山﨑:今回、生命保険会社など日本の投資家にも一部購入いただいています。一般に年金基金や保険会社は長期運用が求められますので、こうした長期債はニーズに合致しやすいのではないかと思います。

 

―-政策への期待はありますか。

 

山﨑:政府はパリ協定の合意もあり、2030年に向けて総発電量に占める再エネの比率を22~24%に高めていく方針を示しています。2014年度の実績は12%程度(含む水力)でしたので、これを倍近い水準に高める目標と言えます。FIT価格は、当初高めの設定であった太陽光発電が下落していますが、その他の再エネも含め、更なる普及・拡大に向けて制度面での後押しが期待されます。

 

――中国の風力や太陽光を資金使途に加えるといったことも考えられます。

 

山﨑:引き続き検討して参りますが、一般に中国国内ではプロジェクトファイナンスを利用して国際金融機関から資金調達するというケースは少ないように見受けられます。

 

――TLAC適格シニア債を日本市場で販売することは考えていますか。

 

藤田:実は、TLACについては、国内における詳細な規制はまだ固まっていませんので、日本ではまだ積極的な販売は控えておりますが、今後、規制が日本においてもはっきりしてくると、広く販売できるようになるのではないかと思います。
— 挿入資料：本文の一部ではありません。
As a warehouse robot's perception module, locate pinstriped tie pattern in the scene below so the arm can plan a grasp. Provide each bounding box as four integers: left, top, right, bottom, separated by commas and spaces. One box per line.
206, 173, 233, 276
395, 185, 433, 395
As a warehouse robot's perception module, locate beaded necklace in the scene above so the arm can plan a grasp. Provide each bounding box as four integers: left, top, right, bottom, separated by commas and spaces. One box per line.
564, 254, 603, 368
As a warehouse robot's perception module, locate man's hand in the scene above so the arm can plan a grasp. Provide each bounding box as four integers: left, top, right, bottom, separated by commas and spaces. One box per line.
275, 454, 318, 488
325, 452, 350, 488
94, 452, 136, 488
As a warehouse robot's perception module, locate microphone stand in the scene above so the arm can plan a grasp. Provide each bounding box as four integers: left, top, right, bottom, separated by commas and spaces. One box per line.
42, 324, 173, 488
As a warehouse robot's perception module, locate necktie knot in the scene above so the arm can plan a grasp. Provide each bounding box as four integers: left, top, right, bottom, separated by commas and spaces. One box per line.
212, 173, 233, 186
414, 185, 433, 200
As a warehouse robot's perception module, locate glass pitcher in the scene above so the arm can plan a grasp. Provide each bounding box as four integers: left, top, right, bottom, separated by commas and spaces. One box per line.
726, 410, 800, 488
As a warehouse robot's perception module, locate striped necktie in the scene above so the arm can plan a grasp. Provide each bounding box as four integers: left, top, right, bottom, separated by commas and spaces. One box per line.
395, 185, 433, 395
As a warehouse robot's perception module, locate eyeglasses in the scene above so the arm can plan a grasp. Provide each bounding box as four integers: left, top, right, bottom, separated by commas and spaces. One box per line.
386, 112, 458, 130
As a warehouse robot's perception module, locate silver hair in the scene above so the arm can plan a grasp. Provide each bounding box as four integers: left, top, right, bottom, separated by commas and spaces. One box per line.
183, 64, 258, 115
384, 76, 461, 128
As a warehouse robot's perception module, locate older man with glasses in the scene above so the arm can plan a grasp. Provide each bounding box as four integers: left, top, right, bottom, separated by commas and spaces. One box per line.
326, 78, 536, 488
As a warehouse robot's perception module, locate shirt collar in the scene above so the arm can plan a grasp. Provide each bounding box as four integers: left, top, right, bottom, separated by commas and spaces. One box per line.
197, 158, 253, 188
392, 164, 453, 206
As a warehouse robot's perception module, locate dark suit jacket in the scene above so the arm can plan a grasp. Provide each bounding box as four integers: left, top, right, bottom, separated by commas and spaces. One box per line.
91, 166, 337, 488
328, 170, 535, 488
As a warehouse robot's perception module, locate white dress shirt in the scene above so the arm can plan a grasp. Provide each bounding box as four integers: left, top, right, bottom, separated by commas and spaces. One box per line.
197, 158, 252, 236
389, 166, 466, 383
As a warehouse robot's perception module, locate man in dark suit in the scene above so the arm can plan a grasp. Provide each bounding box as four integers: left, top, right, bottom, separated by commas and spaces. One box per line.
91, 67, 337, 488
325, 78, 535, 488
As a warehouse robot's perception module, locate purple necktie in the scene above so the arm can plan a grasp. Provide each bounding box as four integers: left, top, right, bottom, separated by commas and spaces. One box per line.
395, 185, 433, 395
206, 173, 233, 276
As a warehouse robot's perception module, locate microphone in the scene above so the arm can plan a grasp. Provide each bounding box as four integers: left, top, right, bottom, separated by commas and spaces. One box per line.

その中に、グリーンボンドも織り交ぜていければいいと考えます。

 

今回は、初めてのグリーンボンド発行であり、枠組みを作るという意味で、数か月かけて準備しましたが、できてよかったと思っています。他行も追随し得ると思いますが、われわれは邦銀で最初にTLAC適格シニア債を発行していますし、常に一歩先をいくつもりです。